本申请涉及半导体功率器件,具体而言,涉及一种高耐压高电子迁移率晶体管及其制备方法。
Ⅲ-Ⅴ族化合物半导体包括至少一个III族元素和至少一种V族元素,包括但不局限于氮化镓(GaN)、氮化铝镓(AlGaN)、砷化镓(GaAs)、氮化铟铝镓(InAlGaN)和氮化铟镓(InGaN)等;当V族元素为氮元素(N)时,Ⅲ-Ⅴ族化合物半导体又称为III族氮化物半导体,也即III族氮化物半导体包括氮和至少一个III族元素,III族氮化物半导体包括但不局限于GaN、AlGaN、InN、AlN、InGaN和InAlGaN等。
高电子迁移率晶体管(HEMT)利用Ⅲ-Ⅴ族异质结结构,如III族氮化物异质结,在III族氮化物材料的形成异质结界面处产生二维电子气(2DEG),其允许通过高的电流密度并具备相对较低的电阻损耗,并逐步实现了耐压能力提升至600V,甚至达到1200V。常规III族氮化物高电子迁移率晶体管通常为耗尽型器件,由于高击穿电压、高电流密度和低导通电阻等优点,III族氮化物高电子迁移率晶体管需要避免高电子迁移率晶体管在没有栅压控制的情况 下器件关闭以保护电路和负载。因此,希望提供III族氮化物高电子迁移率晶体管是常断的,或是增强模式晶体管。
这样,有需要克服在现有技术中的缺点和不足,制造高耐压高电子迁移率晶体管、增强型III-V族高电子迁移率晶体管。
在相关专利申请中我们已经提出通过P-型掩埋层等结构实现常关型器件和对更高的耐压能力进行了描述,对于相关的器件结构也有了详尽的描述。但在具体的实施过程中,选区外延时,形核区域位于源的位置。这主要时因为高电子迁移率晶体管对于源来说是对称结构,从源到两侧都各有栅电极和漏电极。同时,从源电极到栅电极的距离比从栅电极到漏电极的距离通常要小很多,从源到栅做侧向外延比从漏到栅要距离短很多,这有利于通过外延实现源和栅处的复杂结构的制作精度。同时,源区域的电压很低,而形核区的晶体质量相对较差,所以在源位于低质量区域的时候由于电压低而影响最小。
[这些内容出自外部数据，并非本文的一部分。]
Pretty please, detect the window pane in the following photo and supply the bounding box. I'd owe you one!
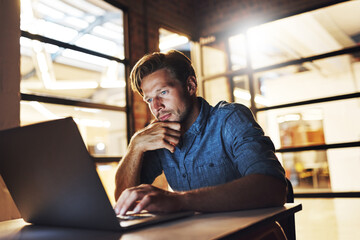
[20,37,126,106]
[257,99,360,148]
[21,0,124,59]
[20,101,127,156]
[278,151,331,192]
[277,147,360,193]
[204,77,231,106]
[201,42,227,76]
[233,75,251,107]
[255,55,360,107]
[229,34,246,70]
[248,1,360,68]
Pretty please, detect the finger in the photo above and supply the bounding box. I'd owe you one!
[114,189,130,214]
[134,194,152,213]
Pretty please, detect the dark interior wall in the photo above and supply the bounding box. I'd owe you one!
[0,1,20,221]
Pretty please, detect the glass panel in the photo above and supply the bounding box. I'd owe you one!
[278,151,331,192]
[201,42,227,76]
[20,37,126,106]
[159,28,190,53]
[204,77,231,106]
[233,75,251,107]
[254,55,360,107]
[277,147,360,193]
[248,1,360,68]
[21,0,124,59]
[257,99,360,148]
[229,34,246,70]
[20,101,127,156]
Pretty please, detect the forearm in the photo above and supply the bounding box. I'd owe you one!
[179,174,286,212]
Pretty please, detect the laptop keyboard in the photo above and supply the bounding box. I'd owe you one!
[116,213,155,221]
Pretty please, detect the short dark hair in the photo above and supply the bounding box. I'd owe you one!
[130,50,196,96]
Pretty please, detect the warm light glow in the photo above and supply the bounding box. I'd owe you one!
[21,101,60,120]
[74,118,111,128]
[234,89,269,106]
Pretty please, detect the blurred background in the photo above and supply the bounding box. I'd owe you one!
[0,0,360,239]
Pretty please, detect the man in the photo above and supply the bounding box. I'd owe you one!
[114,51,286,215]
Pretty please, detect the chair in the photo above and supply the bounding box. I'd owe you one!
[279,179,296,240]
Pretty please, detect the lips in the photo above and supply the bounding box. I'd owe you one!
[159,113,171,122]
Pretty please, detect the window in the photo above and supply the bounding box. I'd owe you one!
[20,0,128,158]
[200,1,360,193]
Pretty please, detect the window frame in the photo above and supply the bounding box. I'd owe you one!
[200,1,360,198]
[20,0,133,163]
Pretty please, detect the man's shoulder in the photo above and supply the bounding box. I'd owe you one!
[213,101,250,116]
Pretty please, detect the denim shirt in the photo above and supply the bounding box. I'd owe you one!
[141,97,285,191]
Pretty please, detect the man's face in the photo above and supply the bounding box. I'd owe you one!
[141,69,191,122]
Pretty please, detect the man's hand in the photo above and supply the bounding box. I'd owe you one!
[132,122,181,152]
[114,184,182,215]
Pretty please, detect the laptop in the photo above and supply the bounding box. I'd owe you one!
[0,118,194,231]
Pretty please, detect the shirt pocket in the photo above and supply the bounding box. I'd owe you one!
[191,153,240,188]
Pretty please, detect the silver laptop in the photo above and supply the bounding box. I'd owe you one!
[0,118,194,231]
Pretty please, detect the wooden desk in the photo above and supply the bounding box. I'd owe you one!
[0,203,302,240]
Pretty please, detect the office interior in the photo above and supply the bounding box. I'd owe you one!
[0,0,360,239]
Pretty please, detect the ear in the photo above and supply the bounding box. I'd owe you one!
[186,76,197,95]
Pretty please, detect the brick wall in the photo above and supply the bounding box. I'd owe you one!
[116,0,195,132]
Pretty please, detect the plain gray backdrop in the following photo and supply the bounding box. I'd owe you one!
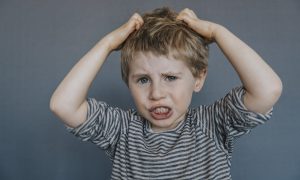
[0,0,300,180]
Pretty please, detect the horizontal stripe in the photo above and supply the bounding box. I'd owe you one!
[68,87,272,180]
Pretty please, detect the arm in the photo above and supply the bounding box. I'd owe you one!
[50,14,143,127]
[177,9,282,113]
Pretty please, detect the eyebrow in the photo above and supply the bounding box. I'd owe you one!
[161,71,182,76]
[131,71,182,79]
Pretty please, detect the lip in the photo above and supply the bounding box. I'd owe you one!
[149,106,173,120]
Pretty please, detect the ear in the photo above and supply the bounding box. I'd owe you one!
[194,69,207,92]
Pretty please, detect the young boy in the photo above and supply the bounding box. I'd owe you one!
[50,8,282,179]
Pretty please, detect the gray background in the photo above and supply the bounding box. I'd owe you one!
[0,0,300,180]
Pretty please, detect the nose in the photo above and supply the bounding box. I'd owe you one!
[149,83,166,100]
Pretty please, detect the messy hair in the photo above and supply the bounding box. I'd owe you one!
[121,7,208,84]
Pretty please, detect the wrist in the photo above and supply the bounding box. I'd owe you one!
[212,24,228,42]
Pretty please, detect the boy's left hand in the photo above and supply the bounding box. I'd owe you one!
[177,8,220,43]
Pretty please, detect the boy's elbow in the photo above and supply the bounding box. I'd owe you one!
[263,79,283,104]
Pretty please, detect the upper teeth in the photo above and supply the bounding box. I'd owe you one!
[154,107,168,113]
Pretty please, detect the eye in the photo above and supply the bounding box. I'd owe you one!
[165,76,178,81]
[137,77,149,84]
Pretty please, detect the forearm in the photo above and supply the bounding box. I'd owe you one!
[50,40,110,124]
[214,26,282,112]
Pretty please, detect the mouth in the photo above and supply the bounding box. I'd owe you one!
[149,106,172,120]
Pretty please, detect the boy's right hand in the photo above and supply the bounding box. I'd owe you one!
[102,13,144,52]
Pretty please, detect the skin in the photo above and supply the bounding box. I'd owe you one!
[50,9,282,131]
[128,53,205,132]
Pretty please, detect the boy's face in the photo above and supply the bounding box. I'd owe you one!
[128,53,205,132]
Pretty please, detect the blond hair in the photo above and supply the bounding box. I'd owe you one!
[121,8,208,84]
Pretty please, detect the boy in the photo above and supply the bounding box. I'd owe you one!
[50,8,282,179]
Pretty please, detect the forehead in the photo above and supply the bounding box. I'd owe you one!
[129,52,190,74]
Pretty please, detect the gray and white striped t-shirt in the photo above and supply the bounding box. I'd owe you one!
[69,87,272,180]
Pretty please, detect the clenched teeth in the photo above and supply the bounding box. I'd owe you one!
[154,107,169,114]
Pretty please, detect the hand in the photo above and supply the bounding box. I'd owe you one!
[103,13,144,51]
[177,8,220,42]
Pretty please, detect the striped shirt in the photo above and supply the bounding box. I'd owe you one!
[69,87,272,180]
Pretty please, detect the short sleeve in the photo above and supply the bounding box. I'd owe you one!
[67,98,130,158]
[204,87,273,154]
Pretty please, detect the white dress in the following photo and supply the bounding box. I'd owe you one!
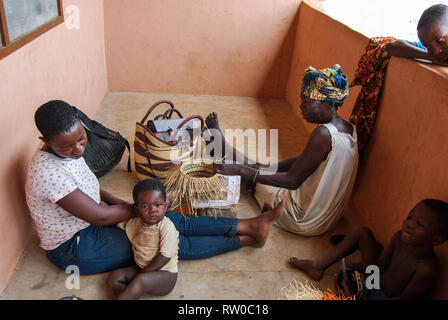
[255,123,358,236]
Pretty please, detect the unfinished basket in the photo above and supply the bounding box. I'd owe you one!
[163,161,225,215]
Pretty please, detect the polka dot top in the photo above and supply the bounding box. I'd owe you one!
[25,150,101,250]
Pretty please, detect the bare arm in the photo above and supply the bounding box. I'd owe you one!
[218,126,331,189]
[386,40,448,66]
[391,262,439,300]
[376,231,401,272]
[56,189,135,226]
[100,189,130,205]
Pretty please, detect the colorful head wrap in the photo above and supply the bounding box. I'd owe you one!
[301,64,348,104]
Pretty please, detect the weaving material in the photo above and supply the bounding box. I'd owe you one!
[162,161,225,216]
[279,279,355,300]
[134,114,202,180]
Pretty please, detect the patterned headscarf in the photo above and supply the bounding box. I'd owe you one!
[301,64,348,104]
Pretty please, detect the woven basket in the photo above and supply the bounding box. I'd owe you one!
[163,161,226,215]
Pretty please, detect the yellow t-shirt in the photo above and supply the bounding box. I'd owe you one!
[117,217,179,273]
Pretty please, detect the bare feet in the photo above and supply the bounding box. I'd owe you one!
[253,200,284,247]
[289,257,325,281]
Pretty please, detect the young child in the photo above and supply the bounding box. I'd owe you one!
[386,4,448,67]
[109,179,179,299]
[290,199,448,299]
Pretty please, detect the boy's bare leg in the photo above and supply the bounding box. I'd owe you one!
[117,271,177,300]
[108,266,140,297]
[289,227,380,281]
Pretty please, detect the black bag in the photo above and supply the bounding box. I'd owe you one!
[73,107,132,178]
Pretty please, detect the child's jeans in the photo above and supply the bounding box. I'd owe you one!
[47,211,241,275]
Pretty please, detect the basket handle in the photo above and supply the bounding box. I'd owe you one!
[159,108,183,120]
[140,100,177,124]
[171,114,204,141]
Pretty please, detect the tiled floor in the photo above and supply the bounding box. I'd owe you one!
[0,93,358,300]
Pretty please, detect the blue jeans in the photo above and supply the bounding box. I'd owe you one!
[47,211,241,275]
[165,211,241,260]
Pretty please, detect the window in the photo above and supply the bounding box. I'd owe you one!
[0,0,64,59]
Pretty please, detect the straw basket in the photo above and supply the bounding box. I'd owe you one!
[163,161,226,216]
[134,100,236,216]
[134,100,204,180]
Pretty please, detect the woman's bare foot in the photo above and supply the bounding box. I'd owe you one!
[261,202,272,214]
[289,257,325,281]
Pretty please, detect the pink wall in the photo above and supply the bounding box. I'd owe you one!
[0,0,108,292]
[286,3,448,299]
[104,0,301,98]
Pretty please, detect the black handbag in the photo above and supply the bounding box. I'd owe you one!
[73,107,132,178]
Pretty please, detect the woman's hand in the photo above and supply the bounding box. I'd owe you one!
[430,55,448,67]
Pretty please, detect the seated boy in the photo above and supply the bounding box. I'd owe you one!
[290,199,448,299]
[109,179,179,299]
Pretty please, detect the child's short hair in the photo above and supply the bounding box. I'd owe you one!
[420,199,448,239]
[417,4,448,30]
[132,179,166,203]
[34,100,78,140]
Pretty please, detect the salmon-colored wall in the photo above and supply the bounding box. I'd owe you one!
[286,3,448,299]
[285,2,368,127]
[104,0,301,98]
[0,0,108,292]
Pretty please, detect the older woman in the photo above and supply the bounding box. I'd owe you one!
[386,4,448,67]
[212,65,358,236]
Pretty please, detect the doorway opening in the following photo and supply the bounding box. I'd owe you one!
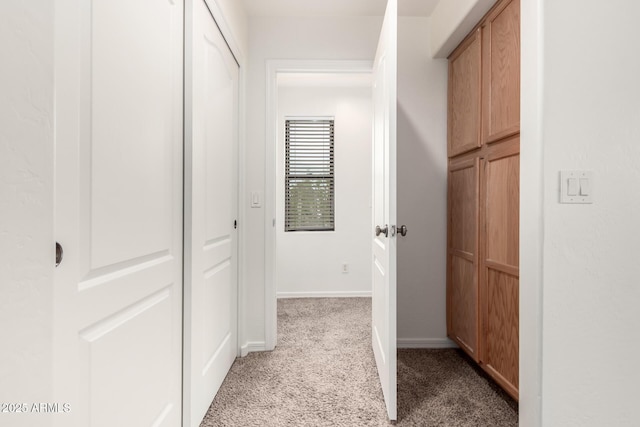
[265,61,373,350]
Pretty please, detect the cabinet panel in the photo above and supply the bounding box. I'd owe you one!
[450,254,478,361]
[448,29,482,157]
[480,135,520,399]
[482,268,520,399]
[484,140,520,267]
[447,157,479,361]
[449,159,478,255]
[482,0,520,143]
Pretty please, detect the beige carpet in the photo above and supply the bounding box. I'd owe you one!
[201,298,518,427]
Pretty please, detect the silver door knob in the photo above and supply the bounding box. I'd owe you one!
[376,224,389,237]
[56,242,64,267]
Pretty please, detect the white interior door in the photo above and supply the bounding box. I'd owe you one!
[371,0,398,420]
[184,0,239,426]
[52,0,183,427]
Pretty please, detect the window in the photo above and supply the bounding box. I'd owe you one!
[284,119,335,231]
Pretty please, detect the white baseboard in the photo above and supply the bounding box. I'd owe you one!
[396,338,458,348]
[240,341,267,357]
[276,291,371,298]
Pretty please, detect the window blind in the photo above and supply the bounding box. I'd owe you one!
[284,119,335,231]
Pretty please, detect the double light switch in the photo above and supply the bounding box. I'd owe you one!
[560,171,593,203]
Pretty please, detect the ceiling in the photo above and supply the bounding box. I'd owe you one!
[278,72,372,87]
[241,0,439,16]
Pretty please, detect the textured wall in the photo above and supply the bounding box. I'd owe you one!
[542,0,640,427]
[0,0,54,426]
[397,17,452,347]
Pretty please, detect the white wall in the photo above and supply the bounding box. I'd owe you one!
[0,0,54,426]
[276,86,373,297]
[206,0,249,59]
[240,17,382,349]
[429,0,497,58]
[397,17,453,347]
[536,0,640,426]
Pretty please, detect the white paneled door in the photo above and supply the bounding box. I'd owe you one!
[184,0,239,426]
[371,0,398,420]
[52,0,183,427]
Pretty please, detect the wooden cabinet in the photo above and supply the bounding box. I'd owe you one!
[448,28,482,157]
[480,136,520,398]
[482,0,520,143]
[447,0,520,399]
[447,158,480,362]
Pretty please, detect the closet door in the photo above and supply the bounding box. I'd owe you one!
[480,136,520,399]
[482,0,520,143]
[52,0,183,427]
[447,157,479,361]
[448,29,482,157]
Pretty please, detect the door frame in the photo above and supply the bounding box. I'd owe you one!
[182,0,247,420]
[264,60,373,350]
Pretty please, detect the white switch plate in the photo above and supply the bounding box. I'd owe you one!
[560,171,593,203]
[251,191,262,208]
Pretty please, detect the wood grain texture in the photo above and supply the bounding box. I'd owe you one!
[482,0,520,143]
[450,255,478,361]
[447,158,479,361]
[447,0,520,400]
[482,269,520,400]
[449,160,478,255]
[448,29,482,157]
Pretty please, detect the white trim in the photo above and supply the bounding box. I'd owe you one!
[519,0,545,427]
[240,341,266,357]
[201,0,247,362]
[264,60,373,350]
[277,291,371,299]
[396,338,459,348]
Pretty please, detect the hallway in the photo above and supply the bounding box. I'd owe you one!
[201,298,518,427]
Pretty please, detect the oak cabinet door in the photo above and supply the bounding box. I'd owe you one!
[480,136,520,399]
[447,157,479,361]
[482,0,520,143]
[448,29,482,157]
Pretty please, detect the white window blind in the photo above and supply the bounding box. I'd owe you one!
[284,119,335,231]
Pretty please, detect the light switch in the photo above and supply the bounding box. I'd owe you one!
[580,178,591,196]
[567,178,578,196]
[560,171,593,203]
[251,191,262,208]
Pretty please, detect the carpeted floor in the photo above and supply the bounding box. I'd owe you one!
[201,298,518,427]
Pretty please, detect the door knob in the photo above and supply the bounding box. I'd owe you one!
[56,242,64,267]
[376,224,389,237]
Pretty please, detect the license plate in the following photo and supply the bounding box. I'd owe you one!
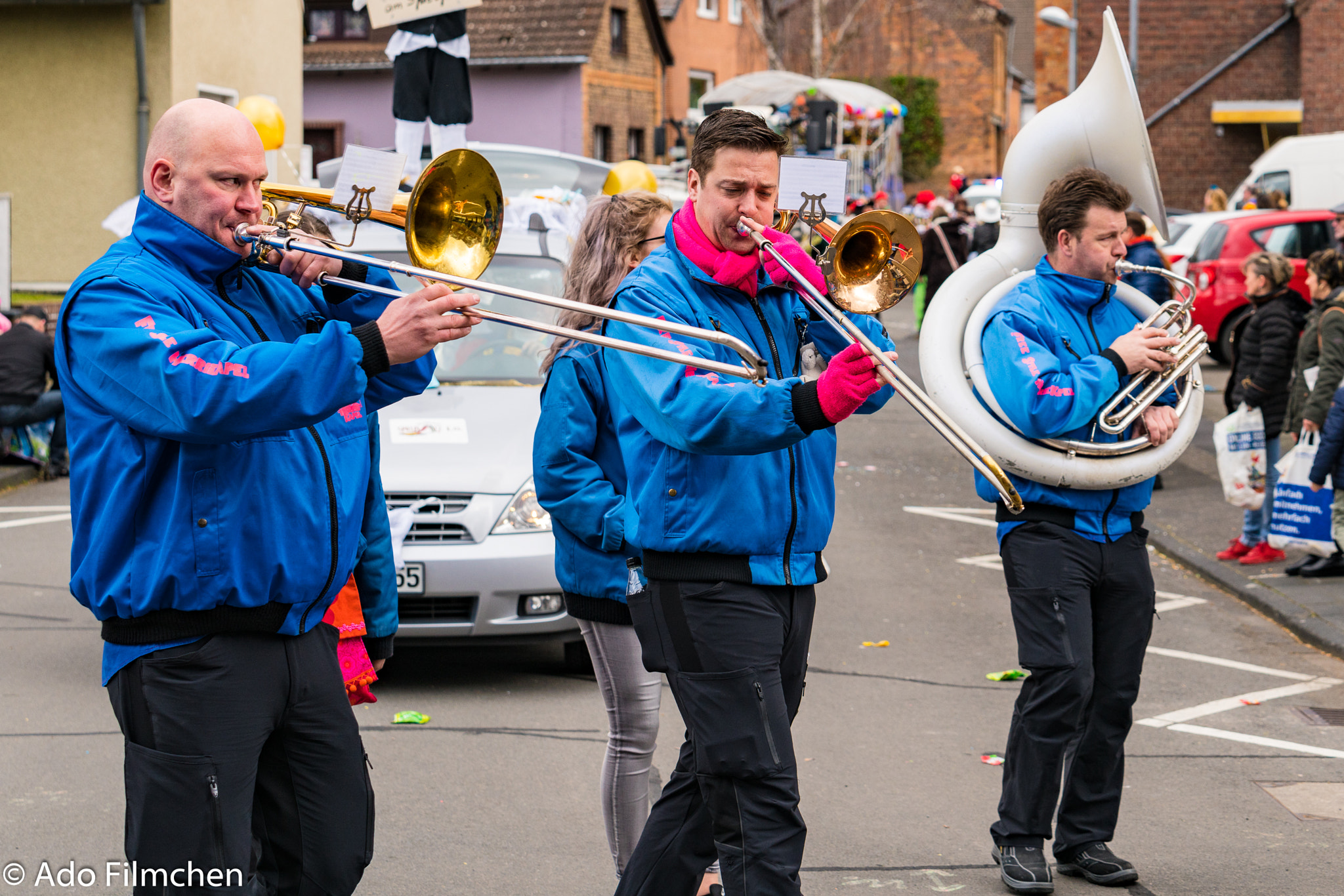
[396,563,425,594]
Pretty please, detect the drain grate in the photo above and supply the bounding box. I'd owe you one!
[1293,706,1344,728]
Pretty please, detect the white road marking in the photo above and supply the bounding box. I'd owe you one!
[1148,647,1322,683]
[900,506,999,529]
[1135,678,1340,728]
[1167,724,1344,759]
[0,513,70,529]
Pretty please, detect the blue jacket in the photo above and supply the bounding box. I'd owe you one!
[532,342,640,603]
[1307,388,1344,495]
[976,258,1166,541]
[56,196,434,643]
[602,223,892,584]
[1122,237,1172,305]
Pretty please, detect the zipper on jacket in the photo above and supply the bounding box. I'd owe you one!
[753,681,780,765]
[751,296,799,588]
[215,272,340,634]
[1101,489,1120,544]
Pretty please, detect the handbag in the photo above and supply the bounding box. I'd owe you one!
[1213,401,1269,510]
[1269,430,1335,558]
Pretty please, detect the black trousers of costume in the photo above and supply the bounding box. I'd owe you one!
[392,47,472,125]
[616,580,816,896]
[989,523,1154,856]
[108,624,373,896]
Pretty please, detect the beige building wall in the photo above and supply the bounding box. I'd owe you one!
[0,0,304,289]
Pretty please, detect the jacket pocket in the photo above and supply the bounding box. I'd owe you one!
[191,470,220,575]
[1008,588,1078,669]
[125,740,228,874]
[672,666,793,779]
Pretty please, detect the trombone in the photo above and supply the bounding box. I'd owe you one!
[738,209,1026,513]
[1097,260,1208,436]
[242,149,767,386]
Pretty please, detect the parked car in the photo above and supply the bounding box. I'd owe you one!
[1230,132,1344,211]
[336,212,587,668]
[1161,211,1266,277]
[1186,211,1335,364]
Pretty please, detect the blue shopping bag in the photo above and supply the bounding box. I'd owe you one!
[1269,430,1335,558]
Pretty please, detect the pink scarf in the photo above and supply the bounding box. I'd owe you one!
[672,201,761,298]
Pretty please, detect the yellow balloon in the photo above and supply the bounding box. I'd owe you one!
[238,96,285,149]
[602,159,659,196]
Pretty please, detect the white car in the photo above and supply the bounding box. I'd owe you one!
[1161,209,1262,277]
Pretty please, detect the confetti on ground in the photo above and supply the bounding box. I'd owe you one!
[392,709,429,725]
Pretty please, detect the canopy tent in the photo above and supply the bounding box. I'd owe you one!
[700,68,904,115]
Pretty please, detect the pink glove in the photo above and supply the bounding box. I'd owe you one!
[817,342,883,423]
[761,227,827,296]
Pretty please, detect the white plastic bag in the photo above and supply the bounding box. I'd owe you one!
[1213,404,1267,510]
[1269,430,1335,558]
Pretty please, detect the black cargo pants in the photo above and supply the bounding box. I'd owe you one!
[989,523,1156,856]
[108,624,373,896]
[616,580,816,896]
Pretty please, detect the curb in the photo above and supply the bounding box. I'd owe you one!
[1148,527,1344,660]
[0,464,41,492]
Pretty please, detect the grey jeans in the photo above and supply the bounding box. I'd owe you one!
[577,619,719,877]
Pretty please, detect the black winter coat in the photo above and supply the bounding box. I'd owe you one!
[1231,286,1311,439]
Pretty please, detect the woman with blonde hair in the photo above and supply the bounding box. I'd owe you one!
[532,191,718,892]
[1217,253,1311,565]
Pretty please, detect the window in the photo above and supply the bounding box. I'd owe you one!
[1251,220,1331,258]
[687,68,713,109]
[305,9,368,43]
[593,125,612,161]
[612,7,627,56]
[1191,224,1227,262]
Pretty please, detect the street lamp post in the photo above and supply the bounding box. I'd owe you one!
[1036,7,1078,92]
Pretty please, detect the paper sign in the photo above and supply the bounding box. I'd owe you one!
[388,417,467,445]
[332,144,406,217]
[368,0,481,28]
[777,156,849,215]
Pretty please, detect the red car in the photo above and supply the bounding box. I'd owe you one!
[1185,209,1335,364]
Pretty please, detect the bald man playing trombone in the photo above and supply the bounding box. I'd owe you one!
[56,100,476,893]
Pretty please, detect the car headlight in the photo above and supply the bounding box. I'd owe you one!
[491,479,551,535]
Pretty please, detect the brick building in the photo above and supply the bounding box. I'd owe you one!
[1036,0,1344,211]
[304,0,672,161]
[785,0,1028,192]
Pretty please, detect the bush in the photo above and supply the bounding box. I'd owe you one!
[877,75,942,180]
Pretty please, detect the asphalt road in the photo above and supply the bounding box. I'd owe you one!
[0,299,1344,896]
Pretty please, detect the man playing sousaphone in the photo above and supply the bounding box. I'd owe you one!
[976,168,1179,893]
[604,109,891,896]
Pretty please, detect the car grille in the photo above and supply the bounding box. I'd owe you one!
[396,596,476,622]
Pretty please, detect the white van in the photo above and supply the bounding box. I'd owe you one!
[1230,132,1344,209]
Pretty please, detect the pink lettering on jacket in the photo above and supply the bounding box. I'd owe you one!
[1036,380,1074,397]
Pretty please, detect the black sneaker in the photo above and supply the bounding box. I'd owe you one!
[1055,844,1139,887]
[989,846,1055,893]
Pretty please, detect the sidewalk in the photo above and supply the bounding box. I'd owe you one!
[1146,427,1344,659]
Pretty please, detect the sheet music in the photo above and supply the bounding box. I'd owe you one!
[332,144,406,217]
[777,156,849,215]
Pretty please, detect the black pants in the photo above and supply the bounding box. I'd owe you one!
[989,523,1154,856]
[392,47,472,125]
[616,580,816,896]
[108,624,373,896]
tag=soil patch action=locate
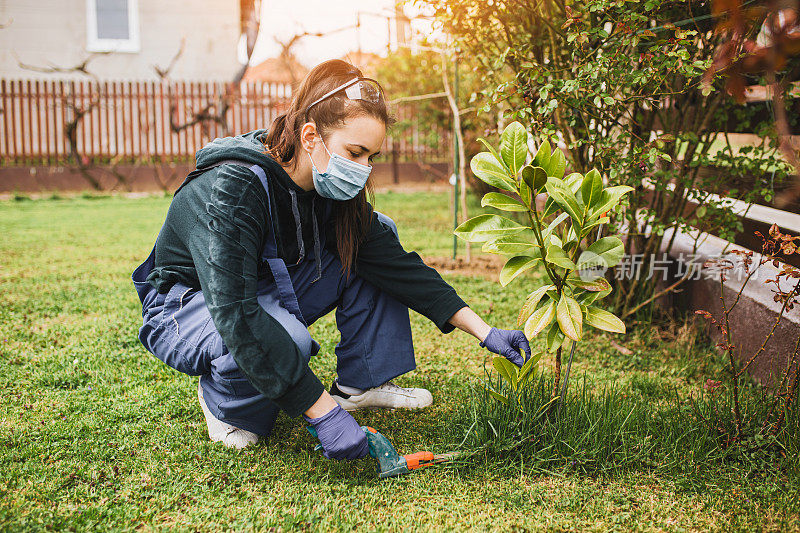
[423,255,505,281]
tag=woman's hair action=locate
[265,59,392,274]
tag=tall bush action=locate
[416,0,787,316]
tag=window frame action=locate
[86,0,141,53]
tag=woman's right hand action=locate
[303,393,369,461]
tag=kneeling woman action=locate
[133,60,530,459]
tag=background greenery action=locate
[0,192,800,531]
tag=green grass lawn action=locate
[0,192,800,531]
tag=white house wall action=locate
[0,0,240,80]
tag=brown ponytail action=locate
[265,59,392,274]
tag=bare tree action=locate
[17,52,130,191]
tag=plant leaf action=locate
[469,152,516,192]
[583,217,611,235]
[524,300,556,340]
[453,215,525,242]
[545,323,566,352]
[567,276,611,292]
[478,137,509,174]
[492,356,517,390]
[545,244,577,270]
[481,228,541,258]
[517,285,555,328]
[547,147,567,179]
[481,192,528,211]
[522,165,547,193]
[585,305,625,333]
[592,185,633,216]
[542,213,569,242]
[556,292,583,341]
[500,121,528,175]
[581,169,603,208]
[578,237,625,270]
[545,178,583,228]
[500,255,542,287]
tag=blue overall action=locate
[131,161,416,436]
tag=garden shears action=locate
[306,426,456,479]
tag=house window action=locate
[86,0,139,52]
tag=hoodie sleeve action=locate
[186,165,324,416]
[356,211,468,333]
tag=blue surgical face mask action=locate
[306,137,372,200]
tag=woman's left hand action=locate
[481,328,531,366]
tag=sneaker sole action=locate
[331,395,433,412]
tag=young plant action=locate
[455,122,633,397]
[695,224,800,442]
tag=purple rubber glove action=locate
[481,328,531,366]
[303,405,369,461]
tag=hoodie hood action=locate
[195,130,330,283]
[195,129,306,195]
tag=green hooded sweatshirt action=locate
[148,130,466,416]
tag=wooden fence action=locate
[0,80,452,166]
[0,80,291,165]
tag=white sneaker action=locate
[330,381,433,411]
[197,383,259,449]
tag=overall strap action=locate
[242,165,308,326]
[198,159,308,326]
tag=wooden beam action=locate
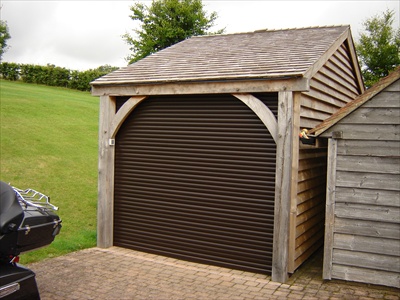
[288,93,301,273]
[272,92,294,282]
[97,96,116,248]
[110,96,146,139]
[92,77,310,96]
[322,139,337,280]
[232,94,278,143]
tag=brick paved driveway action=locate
[28,247,400,300]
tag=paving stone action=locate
[28,247,400,300]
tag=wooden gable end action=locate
[289,29,364,272]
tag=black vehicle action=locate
[0,181,61,300]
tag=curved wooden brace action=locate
[110,96,147,139]
[232,94,278,143]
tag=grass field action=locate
[0,80,99,264]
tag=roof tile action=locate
[92,26,349,85]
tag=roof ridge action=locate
[191,24,350,38]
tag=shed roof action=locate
[92,26,349,85]
[309,67,400,136]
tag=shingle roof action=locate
[92,26,349,85]
[308,67,400,136]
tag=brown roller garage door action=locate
[114,94,277,274]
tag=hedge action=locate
[0,62,118,91]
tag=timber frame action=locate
[96,78,308,282]
[91,26,364,282]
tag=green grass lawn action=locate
[0,80,99,264]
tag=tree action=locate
[123,0,224,63]
[356,10,400,87]
[0,20,11,61]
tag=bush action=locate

相比较的,如果从栅或其他区域形核并侧向外延,那么侧向外延的两侧结构是基本对称的,不利于形成很多非对称结构。并且如果是从栅电极区域开始侧向外延,那么由于栅源与栅漏的距离相差较大,不利于利用好芯片面积。
但是,从漏区在基底的投影对应区域形核并侧向外延也是可以实现的。这个时候也有利于在漏区形成一些特殊结构来改进某方面的性能。同时在形成源处和栅处的复杂结构之前,可以先优化外延层的晶体质量。这样源处与栅处的复杂结构也可以获得更好的晶体质量、并取得良好的电学特性。不管是从源还是从漏区域形核,都可以依次从源到栅到漏或从漏到栅到源形成所需的堆成布局结构。
发明内容
本申请的基本原理是通过引入P-型Ⅲ-Ⅴ族半导体层,通过掺杂调制技术来调节高电子迁移率晶体管器件的电场分布并提高其耐压能力以及实现增强型器件。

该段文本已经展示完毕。